Well, the magical day has come and gone. In case you missed it, it was on over a week ago.
Now that Harmony Day is behind us, it’s worth taking a look at the costs and benefits of the initiative.
The Howard Government introduced Harmony Day in 1999 as a way of marking the UN-approved International Day for the Elimination of Racial Discrimination, which in turn was introduced in 1966 as a way of commemorating the horrific Sharpeville massacre of apartheid South Africa.
Australians are instructed to wear something orange, to demonstrate their support for cultural diversity and an inclusive Australia with lots of flowers and butterflies and beautiful sunset. Or perhaps just one where we don’t shoot people for protesting against discriminatory internal passports.
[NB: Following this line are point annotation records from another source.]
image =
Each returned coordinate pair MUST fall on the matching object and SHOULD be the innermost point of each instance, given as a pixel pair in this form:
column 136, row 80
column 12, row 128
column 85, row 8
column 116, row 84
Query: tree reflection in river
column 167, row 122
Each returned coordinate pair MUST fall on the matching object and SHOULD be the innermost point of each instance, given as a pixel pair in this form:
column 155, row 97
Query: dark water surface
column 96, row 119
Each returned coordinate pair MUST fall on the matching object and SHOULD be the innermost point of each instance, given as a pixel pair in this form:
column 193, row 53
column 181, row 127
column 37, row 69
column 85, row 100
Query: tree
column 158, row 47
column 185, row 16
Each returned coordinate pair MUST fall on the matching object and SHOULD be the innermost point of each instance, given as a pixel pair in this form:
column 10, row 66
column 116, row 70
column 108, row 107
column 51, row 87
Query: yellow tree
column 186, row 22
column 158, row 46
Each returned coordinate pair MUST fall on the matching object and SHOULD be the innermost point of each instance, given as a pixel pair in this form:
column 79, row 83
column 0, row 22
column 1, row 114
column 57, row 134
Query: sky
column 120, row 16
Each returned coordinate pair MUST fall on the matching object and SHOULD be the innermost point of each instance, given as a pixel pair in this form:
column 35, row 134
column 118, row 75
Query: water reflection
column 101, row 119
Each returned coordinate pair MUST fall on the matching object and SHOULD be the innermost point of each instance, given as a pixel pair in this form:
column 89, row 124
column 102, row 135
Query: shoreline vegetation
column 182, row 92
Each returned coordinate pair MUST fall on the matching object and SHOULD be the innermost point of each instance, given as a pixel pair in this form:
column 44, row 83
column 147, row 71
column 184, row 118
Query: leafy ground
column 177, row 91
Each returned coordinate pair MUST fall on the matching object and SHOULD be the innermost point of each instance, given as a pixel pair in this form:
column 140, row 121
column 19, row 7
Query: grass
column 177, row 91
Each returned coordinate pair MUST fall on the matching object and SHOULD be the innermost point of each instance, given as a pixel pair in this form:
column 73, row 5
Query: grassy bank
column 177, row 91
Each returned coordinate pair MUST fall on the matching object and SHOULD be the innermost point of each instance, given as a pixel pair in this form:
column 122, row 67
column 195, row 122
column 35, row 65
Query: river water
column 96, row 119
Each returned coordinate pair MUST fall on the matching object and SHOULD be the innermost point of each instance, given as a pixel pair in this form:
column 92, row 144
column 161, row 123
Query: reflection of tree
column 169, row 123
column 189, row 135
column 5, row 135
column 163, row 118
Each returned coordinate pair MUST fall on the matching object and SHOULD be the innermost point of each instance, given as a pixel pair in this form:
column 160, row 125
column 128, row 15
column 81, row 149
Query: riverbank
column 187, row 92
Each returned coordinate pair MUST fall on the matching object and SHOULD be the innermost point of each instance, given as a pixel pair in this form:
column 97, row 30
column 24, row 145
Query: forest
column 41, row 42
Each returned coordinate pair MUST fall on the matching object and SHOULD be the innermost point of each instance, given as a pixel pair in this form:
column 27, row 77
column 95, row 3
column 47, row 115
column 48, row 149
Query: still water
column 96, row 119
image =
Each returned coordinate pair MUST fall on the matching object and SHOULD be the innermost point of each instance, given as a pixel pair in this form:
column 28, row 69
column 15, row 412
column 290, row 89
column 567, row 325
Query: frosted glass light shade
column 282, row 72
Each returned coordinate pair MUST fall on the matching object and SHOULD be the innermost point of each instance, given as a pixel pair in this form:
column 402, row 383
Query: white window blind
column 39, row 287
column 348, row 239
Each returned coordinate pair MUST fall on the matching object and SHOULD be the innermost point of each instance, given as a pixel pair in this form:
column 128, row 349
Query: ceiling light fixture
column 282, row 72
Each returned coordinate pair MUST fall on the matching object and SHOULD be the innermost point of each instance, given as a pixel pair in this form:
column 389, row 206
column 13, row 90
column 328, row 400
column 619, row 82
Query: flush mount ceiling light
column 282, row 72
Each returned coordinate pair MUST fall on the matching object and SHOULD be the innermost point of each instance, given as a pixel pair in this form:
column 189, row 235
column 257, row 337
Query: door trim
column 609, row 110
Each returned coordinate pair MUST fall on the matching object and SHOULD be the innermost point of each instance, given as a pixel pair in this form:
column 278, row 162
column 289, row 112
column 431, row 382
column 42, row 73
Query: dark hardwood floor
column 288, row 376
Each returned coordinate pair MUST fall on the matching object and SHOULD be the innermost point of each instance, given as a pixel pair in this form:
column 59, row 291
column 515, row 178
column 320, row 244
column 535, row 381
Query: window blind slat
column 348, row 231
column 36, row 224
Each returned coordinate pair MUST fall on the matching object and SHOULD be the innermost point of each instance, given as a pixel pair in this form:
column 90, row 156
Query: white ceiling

Harmony Day has cost the Australian taxpayer about $470,000.
WasteWatch’s conclusion? It seems unlikely that taxpayer-funded orange balloons and stickers will help address racial harmony in Australia.
As CIS Research Fellow Jeremy Sammut (on his WasteWatch debut!) wrote in The Spectator, “the ‘fair go’ culture that makes Australia a multiracial success” is a much better tool in the fight against racism than government programs.